Please check my proof; this proof is my first proof about topology.
I was asked to prove the following:
Let $B_{1}$ be basis of topology $T_{1}$, $B_{2}$ be basis of topology $T_{2}.$ The Set $X\times Y$ consist of all order pair $(x,y)$ with $x\in X$ and $y\in Y$. Let $B$ be the collection of all subsets of $X\times Y$ consisting of $B_{1}\times B_{2}$ where $B_{1} \in B_{1}$ and $B_{2}\in B_{2}$. Prove that $B$ is basis of a topology on $X\times Y$
1
Consider it satisfy first condition
since $(x,y)\in B$
since all $x\in B_{1}$ and all $y\in B_{2}$ then $B$ is all collection of union of order pair that have component from $B_{1}$ and $B_{2}$
therefore it's satisfy first condition
2.condition 2
Suppose $C_{1}\subseteq B$ $C_{2}\subseteq B$ and let $(x_{1},y_{1})\in C_{1}$ and $(x_{1},y_{1})\in C_{2}$
there exist some $C_{3}$ that contain $(x_{1},y_{1})$
therefore it's satisfy second condition
Choose $(x,y)\in X×Y$ then there exists $U\in \mathscr B_1$ and there exists $V\in \mathscr B_2$ such that $x\in U\ and\ y\in V$. Then $(x,y)\in U×V \in \mathscr B$.
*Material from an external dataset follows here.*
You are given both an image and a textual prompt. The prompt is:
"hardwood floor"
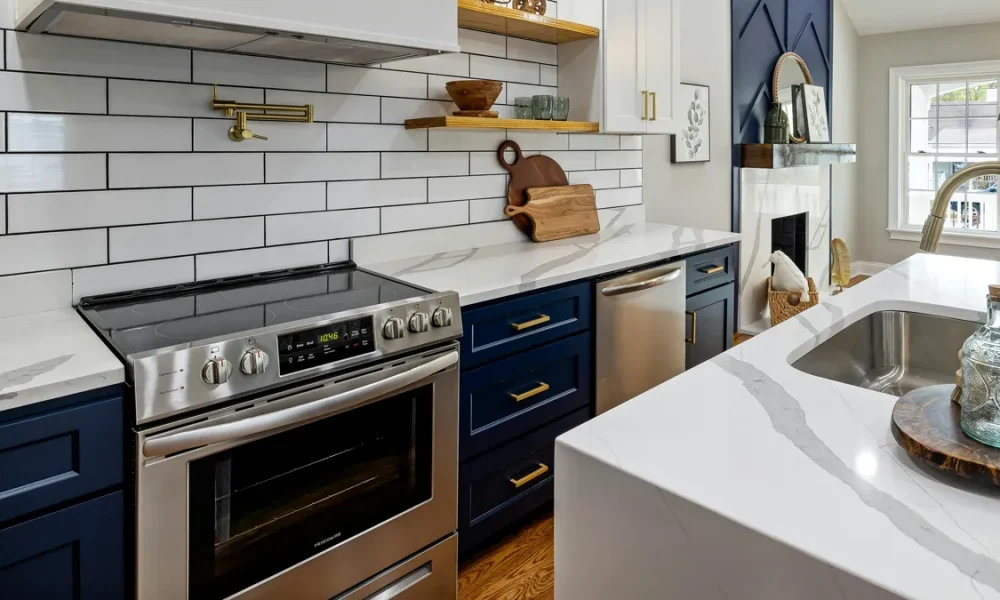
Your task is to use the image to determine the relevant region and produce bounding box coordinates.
[458,511,555,600]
Choose two elements $U_1×V_1, U_2×V_2 \in \mathscr B$ both containing the element $(x_1,y_1)\in X×Y$ then $x_1\in U_1\cap U_2$ and $ y_1\in V_1\cap V_2$ , therefore there exists an element of $\mathscr B_1$ say, $ W_1(\subseteq U_1\cap U_2)$ containing $x_1$ and there exists an element of $\mathscr B_2$ say, $W_2(\subseteq V_1\cap V_2)$ containing $y_1$. Therefore $(x_1,y_1)\in W_1×W_2 \subseteq (U_1\cap U_2)×(V_1\cap V_2)$. Also we have $ W_1×W_2\in \mathscr B$.Note that $(U_1\cap U_2)×(V_1\cap V_2)=(U_1×V_1)\cap (U_2×V_2)$.